To get a sense of which features are strong indicators of application seriousness, we ran a classifier over our dataset and looked at its feature_importances property. A classifier is a model or algorithm that sorts input data into categories. For this particular classifier, ExtraTreeClassifier, the strongest features were a student’s lab completion count on Learn, the application form’s free response lengths and the engineered language-check feature.
Side note on interpretability: In the context of machine learning, interpretability means a model that is intelligible to a human and is transparent about how it solved a given problem. Decision trees are highly interpretable because their branching logic can be explained and visualized, in contrast to more opaque techniques like neural networks and deep learning.
Cinderella Story: Trying on Different Models
With your problem defined, data explored and feature set refined, it’s time to start trying out different models. Since we’re approaching the interview priority problem using binary classification, we can use one of scikit-learn’s many supervised classification models. To start, we split the dataset into train and test sets with 80% allocated to training and 20% for testing.
We used our training set to try out several models including LogisticRegression, DecisionTreeClassifier, RandomForestClassifier and SVC and then compared how each model performed on the test set using the binary classification metrics of precision, recall and F1 score.
- Definition: a model’s ability to identify only the relevant data points
- Formula: true positives divided by total positives
- Definition: a model’s ability to find all the relevant cases within a dataset
- Formula: true positives divided by true positives + false negatives
- The F1 score is a function of precision and recall, which balances the two metrics and is especially useful when you have imbalanced classes.
When deciding on performance metrics, you should consider what you’re optimizing for and balance the tradeoffs between false positives and false negatives. For our interview priority model, a false positive occurs when the model predicts a student will be admitted to Flatiron School, but isn’t, and a false negative occurs when the model predicts a student will not be admitted, but is! While prioritizing interviews is relatively low stakes, there are some tasks such as medical screening and self-driving cars where the repercussion of false predictions can be quite serious.

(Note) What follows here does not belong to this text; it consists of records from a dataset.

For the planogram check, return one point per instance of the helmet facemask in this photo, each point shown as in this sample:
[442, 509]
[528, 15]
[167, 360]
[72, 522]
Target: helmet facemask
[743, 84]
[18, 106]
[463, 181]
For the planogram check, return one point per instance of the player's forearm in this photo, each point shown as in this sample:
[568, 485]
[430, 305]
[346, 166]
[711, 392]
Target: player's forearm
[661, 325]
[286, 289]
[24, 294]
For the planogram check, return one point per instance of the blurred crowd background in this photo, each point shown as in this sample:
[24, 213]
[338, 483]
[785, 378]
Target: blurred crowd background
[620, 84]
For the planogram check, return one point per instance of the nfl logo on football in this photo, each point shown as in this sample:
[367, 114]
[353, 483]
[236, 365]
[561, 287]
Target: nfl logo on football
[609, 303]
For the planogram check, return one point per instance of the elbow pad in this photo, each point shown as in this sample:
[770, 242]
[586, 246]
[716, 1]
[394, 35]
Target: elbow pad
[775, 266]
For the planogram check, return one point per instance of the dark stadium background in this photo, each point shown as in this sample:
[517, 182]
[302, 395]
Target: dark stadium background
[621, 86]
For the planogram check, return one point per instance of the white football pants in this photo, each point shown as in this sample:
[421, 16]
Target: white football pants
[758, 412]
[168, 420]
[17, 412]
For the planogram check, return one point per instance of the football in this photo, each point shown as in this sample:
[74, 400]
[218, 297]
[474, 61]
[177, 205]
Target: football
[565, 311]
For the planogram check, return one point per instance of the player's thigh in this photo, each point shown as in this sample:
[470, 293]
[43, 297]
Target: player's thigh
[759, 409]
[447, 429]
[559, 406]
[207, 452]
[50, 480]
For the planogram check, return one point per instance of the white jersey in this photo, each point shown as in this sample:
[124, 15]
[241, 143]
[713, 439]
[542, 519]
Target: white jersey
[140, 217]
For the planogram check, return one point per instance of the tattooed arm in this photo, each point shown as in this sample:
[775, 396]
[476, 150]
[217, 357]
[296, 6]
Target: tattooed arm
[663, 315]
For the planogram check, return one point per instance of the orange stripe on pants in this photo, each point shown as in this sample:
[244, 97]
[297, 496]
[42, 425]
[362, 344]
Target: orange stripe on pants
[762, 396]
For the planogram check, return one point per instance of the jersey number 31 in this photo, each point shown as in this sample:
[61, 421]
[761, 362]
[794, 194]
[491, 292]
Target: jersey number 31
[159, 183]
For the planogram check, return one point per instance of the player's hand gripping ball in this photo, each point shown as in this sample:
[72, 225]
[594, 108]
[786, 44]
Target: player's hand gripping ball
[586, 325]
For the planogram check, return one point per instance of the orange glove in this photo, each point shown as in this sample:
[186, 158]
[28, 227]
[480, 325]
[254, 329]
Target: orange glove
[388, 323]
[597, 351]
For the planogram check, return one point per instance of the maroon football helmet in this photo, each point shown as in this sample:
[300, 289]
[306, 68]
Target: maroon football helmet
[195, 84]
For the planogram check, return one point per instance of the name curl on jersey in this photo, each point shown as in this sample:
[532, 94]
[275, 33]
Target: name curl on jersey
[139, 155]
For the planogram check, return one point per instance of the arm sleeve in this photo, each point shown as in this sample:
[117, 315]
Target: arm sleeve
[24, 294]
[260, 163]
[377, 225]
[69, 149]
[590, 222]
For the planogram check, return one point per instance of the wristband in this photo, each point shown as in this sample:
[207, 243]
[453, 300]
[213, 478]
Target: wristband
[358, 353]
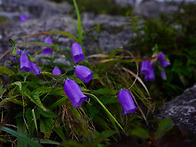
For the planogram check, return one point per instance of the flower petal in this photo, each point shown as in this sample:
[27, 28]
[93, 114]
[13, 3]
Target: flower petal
[77, 53]
[83, 73]
[126, 101]
[74, 93]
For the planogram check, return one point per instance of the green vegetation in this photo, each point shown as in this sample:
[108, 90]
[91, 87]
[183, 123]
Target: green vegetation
[36, 111]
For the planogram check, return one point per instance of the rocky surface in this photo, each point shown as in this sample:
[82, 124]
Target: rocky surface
[182, 110]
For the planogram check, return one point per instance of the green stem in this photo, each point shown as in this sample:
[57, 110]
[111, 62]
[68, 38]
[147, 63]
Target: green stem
[107, 111]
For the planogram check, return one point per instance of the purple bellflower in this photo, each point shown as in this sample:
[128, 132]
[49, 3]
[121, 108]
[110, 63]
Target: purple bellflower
[147, 70]
[163, 75]
[35, 68]
[161, 59]
[74, 93]
[77, 53]
[83, 73]
[24, 17]
[25, 63]
[14, 59]
[126, 101]
[45, 49]
[56, 71]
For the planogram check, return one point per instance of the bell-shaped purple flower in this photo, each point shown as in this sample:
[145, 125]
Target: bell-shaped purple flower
[56, 71]
[19, 52]
[74, 93]
[24, 17]
[126, 101]
[163, 75]
[14, 59]
[45, 49]
[147, 70]
[161, 59]
[25, 64]
[77, 53]
[83, 73]
[35, 68]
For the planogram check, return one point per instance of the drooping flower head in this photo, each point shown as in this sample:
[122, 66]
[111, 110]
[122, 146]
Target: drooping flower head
[25, 63]
[74, 93]
[35, 68]
[163, 75]
[147, 70]
[83, 73]
[45, 49]
[77, 53]
[24, 17]
[56, 71]
[162, 60]
[126, 101]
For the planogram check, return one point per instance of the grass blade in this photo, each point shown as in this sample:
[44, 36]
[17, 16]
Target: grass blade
[20, 136]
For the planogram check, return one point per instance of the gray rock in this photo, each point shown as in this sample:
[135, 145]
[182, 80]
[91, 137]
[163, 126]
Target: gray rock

If the Model Fits, Tune its Parameters
While we were happy with the overall performance of the RandomForestClassifier, there is no excuse not to do a little parameter tuning. The parameter tuning process runs over various parameter combinations using a cross-validation procedure to optimize model accuracy. There is a handy module called GridSearchCV, which automates this process, and provides the additional benefit of cross-validating your model. Cross-validation involves splitting your dataset into a fixed number of folds, running your model on each fold and then averaging the overall error estimate. It’s a strong indicator of how well your model will generalize to new data and protects against overfitting.
Deployment and Monitoring
Once you have a working model, it’s time to release it into the wild to see how it performs against new cases. Even though the hard work is done, a model is a living thing and should be continually monitored and assessed for accuracy. There are many ways to manage model deployment; in our interview priority example, we deployed our model using a Google Cloud Function triggered by an HTTP POST request each time a new student application is submitted.